MUNIR EMPFÄNGT STAATSBESUCH-NIVEAU IN TEHERAN – PEZESHKIAN UND GHALIBAF
Der pakistanische Armeechef Field Marshal Syed Asim Munir traf am 23. Mai in Teheran persönlich mit Präsident Pezeshkian zusammen – das iranische Präsidialamt veröffentlichte ein offizielles Foto. Munir traf darüber hinaus Parlamentspräsident Ghalibaf und Außenminister Araghchi. Gleichzeitig reiste eine katarische Delegation nach Teheran und schloss sich den Vermittlungsbemühungen an. Munir stand gleichzeitig auf der Teilnehmerliste von Trumps Telefonrunde mit regionalen Führern – er ist damit der einzige Akteur, der in dieser Woche mit beiden Seiten auf höchster Ebene gesprochen hat. Pakistan hatte die Islamabad Talks organisiert, den Waffenstillstand vom 08. April vermittelt und Project Freedom auf pakistanische Bitte pausiert. Was in Teheran besprochen wurde, geht nach Einschätzung mehrerer Beobachter über die reine US-Iran-Vermittlung hinaus.

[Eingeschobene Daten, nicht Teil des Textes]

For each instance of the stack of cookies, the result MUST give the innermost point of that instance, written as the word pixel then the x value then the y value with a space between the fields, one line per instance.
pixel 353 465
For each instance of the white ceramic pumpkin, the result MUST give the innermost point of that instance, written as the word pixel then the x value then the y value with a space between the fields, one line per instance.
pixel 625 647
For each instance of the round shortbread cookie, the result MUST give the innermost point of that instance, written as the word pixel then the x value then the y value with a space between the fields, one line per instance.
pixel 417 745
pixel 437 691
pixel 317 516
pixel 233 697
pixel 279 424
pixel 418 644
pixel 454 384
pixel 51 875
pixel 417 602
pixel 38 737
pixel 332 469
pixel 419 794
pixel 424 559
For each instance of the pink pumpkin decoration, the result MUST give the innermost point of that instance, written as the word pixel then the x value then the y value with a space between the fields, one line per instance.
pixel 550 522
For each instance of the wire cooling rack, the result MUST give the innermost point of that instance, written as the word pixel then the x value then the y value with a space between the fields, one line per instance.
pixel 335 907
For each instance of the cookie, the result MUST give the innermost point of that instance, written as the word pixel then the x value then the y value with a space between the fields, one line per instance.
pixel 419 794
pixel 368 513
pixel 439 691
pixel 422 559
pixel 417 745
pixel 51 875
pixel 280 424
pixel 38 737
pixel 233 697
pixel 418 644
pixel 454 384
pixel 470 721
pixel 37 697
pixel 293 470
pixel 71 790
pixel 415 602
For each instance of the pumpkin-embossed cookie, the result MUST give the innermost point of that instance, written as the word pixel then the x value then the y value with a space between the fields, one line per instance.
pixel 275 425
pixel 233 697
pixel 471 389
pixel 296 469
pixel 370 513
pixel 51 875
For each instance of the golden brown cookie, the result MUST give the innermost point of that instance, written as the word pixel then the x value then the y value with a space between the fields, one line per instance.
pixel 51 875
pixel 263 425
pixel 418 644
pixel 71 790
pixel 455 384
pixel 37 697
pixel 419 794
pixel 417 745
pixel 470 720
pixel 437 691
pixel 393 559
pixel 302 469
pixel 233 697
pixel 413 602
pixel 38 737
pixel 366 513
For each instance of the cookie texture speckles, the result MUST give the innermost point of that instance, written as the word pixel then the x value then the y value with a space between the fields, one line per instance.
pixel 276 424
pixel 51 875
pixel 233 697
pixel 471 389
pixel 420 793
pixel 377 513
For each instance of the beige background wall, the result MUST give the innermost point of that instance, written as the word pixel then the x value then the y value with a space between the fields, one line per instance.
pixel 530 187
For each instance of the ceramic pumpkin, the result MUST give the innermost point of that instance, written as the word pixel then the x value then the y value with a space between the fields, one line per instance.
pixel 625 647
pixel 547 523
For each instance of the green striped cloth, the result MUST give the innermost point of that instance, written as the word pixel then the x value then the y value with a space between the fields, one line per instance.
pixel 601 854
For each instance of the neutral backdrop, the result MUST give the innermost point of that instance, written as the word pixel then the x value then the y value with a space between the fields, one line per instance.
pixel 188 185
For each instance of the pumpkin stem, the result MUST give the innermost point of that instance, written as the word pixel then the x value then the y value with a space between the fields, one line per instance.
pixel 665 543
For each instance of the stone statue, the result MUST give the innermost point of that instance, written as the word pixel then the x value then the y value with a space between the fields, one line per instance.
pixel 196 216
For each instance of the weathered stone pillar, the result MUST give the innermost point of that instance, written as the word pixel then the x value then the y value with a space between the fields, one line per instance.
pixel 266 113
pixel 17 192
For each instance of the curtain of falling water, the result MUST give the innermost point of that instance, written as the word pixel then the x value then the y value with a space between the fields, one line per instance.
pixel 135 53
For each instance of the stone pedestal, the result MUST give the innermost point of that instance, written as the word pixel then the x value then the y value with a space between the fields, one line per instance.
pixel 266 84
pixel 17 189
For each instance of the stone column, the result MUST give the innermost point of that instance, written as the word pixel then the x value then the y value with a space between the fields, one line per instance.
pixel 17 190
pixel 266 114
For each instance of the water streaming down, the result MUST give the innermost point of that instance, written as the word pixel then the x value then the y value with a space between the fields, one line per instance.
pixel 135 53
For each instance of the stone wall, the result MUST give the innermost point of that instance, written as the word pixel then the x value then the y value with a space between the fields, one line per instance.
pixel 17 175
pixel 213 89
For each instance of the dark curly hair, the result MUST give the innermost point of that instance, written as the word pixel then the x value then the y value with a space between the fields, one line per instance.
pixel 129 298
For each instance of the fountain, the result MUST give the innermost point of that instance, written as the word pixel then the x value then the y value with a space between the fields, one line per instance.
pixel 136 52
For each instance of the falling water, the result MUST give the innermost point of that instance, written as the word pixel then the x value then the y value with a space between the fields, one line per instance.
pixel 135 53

TULSI GABBARD TRITT ALS DNI-DIREKTORIN ZURÜCK
Tulsi Gabbard, US-Direktorin des Nationalen Geheimdienstes, reichte am 23. Mai ihren Rücktritt ein – offiziell wegen der Krebserkrankung ihres Mannes. Gabbard war seit Kriegsbeginn die einzige verbliebene Stimme im Trump-Kabinett mit einer nachweislich zurückhaltenden Iran-Bewertung: Ihr Büro hatte im März eingeschätzt, Iran baue keine Atombombe; Trump nannte sie selbst „softer“ als er in der Nuklearfrage. Ihr Vize Joe Kent war bereits im März mit einer explizit antikriegerischen Begründung zurückgetreten. Die iranische Botschaft in Armenien kommentierte Gabbards Abgang auf Social Media: Sie habe „Wahrheiten über Iran gesprochen, die Trump hasste.“ Gabbards Abgang räumt das letzte institutionelle Gegengewicht im Weißen Haus aus dem Weg – in dem Moment, in dem ein Deal verkündet wird, der Atomfragen ausdrücklich auf eine spätere Verhandlungsphase verschiebt.
SCHÜSSE AM WEISSEN HAUS – SICHERHEITSVORFALL WÄHREND DEAL-VERKÜNDUNG
Unmittelbar während der Ankündigung des Iran-Deals kam es zu einem Sicherheitsvorfall am Weißen Haus: Ein bewaffneter Mann eröffnete das Feuer in Richtung des Gebäudes, wurde vom Secret Service erschossen. Ein Unbeteiligter wurde verletzt. Trump befand sich zum Zeitpunkt des Vorfalls im Weißen Haus und blieb unverletzt. Das Weiße Haus wurde kurzzeitig in den Lockdown versetzt. Mehrere Medien berichteten, die formelle Ankündigung weiterer Deal-Details könnte sich durch den Vorfall verzögert haben.
US BEREITET SCHLÄGE VOR – MILITÄR- UND GEHEIMDIENSTPERSONAL BRICHT URLAUB AB
Die Trump-Regierung bereitete parallel zu den Verhandlungen einen erneuten Militärschlag gegen Iran vor, wie Quellen mit direktem Wissen über die Planung CBS News mitteilten. Keine endgültige Entscheidung war bis Freitagmittag gefallen. Mehrere Mitglieder des US-Militärs und der Geheimdienste brachen ihre Memorial-Day-Urlaubspläne ab – in Erwartung möglicher Schläge. Das Pentagon begann, Rückruflisten für US-Installationen im Ausland zu aktualisieren. Trump selbst sagte, er werde das Wochenende nicht in New Jersey verbringen, sondern ins Weiße Haus zurückkehren – „Umstände betreffend die Regierung“ hinderten ihn an der geplanten Abwesenheit; die Hochzeit seines Sohnes Donald Trump Jr. fand ohne ihn statt.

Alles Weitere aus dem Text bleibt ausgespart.